Yılbaşı sokak kutlamaları şöyle olurdu: Daha çok çocuklar olmak üzere, bazı gençlerde yetişkin kadın ve erkeklerin kılığına girerlerdi. Yüzlerini de kömür karası ile boyarlardı. Yapma sakal bıyık yaparlardı, ağızlarında mani ve tekerlemeleriyle Diyarbakır avlulu evlerinin kapılarına dayanırlardı, Bunlara Sere Saleler denirdi.

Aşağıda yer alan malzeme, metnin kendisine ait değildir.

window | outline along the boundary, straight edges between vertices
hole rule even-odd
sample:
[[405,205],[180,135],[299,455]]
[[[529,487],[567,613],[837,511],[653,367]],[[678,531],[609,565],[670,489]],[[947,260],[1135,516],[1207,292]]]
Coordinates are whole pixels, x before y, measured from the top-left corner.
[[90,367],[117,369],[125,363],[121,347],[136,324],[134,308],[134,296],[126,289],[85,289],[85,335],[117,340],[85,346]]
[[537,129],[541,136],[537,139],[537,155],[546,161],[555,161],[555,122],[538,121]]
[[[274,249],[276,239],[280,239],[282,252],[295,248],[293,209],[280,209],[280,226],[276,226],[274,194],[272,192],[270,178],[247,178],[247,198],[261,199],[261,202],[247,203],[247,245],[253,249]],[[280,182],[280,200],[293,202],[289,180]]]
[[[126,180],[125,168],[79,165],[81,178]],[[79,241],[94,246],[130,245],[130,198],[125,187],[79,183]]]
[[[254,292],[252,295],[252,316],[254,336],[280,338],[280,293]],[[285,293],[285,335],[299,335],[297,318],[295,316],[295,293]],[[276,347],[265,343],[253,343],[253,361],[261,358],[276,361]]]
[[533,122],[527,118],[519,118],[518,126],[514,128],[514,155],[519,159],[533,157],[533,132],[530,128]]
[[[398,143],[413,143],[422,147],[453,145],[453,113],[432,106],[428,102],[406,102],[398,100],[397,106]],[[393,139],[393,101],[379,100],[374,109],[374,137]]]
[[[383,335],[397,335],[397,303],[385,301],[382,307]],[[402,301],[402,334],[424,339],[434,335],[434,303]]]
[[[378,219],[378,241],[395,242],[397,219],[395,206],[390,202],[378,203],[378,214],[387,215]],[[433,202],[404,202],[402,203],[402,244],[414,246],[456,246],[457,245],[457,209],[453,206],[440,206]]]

Bunlar sokak kapısına gelir, kapı tokmağını çalar ve bu tekerlemeleri söylerlerdi;
''Ser e Sale / bıne sale, Pir kurbane / xorte male.'' yani; ''Evin Yaşlısı Kurban olsun evin delikanlısına'' tekerlemesini söylerlerdi.
Sere Saleler dediğimiz eski yılın son saatlerini yaşarken, son gününü yeni yılın ilk günlerine bağlayan bu güzel gecede evin yaşlısı delikanlıya kurban olsun. Ya da ” Ser e sale / bıne sale - Xwede bı hele / Pısiga bıne mankale.” ( Allah evdeki mangalın altındaki kediyi korusun ) tekerlemeleriyle devam ederlerdi.
Yılın son saatlerini yaşarken sonuncu gününü yeni yılın ilk günleriyle buluşturan bu gecede Allah evdeki mangalın dibindeki kediyi bile korusun dilekleri, yerel kültür kokan bu içten dileklerle sere saleler hediye almak için kapıya dayanırlardı. Tabi ki hediye almazlarsa kıyameti koparırlardı.
Ne mi olurdu? Merak ettiniz değil mi? Elbette ki, kapı tokmağı çalınan Diyarbakır’ın evlerinin kapıları mutlaka açılırdı sere saleler.… Zaten evlerdeki ahalinin bir çoğu da gecenin o vaktini, yani sere salelerin gelişini beklerdi ”sere sale” tarafından çalınan kapının heyecanını yaşamak isterdi tüm evlerdeki çocuklar.
İşte Diyarbakır’ın ve bölgenin bir çoğunun Noel Babaları da bu sere saleler’lerdi. Onlar halktan yani bizlerden birileriydi. Öyle gizli saklı evin bacasından da gelmezlerdi. Erbane ve davullar eşliğinde sokak, sokak dolaşırlardı. Yapılan ziyaretlerde, kapı tokmağını çalarak, açılan kapıdan giriyorlardı evlere..
Misafir gibi evin ahalisi gibi gelirlerdi. Hediye getirmeleri falan da yoktu. Aksine illa bir şeyler istiyorlardı.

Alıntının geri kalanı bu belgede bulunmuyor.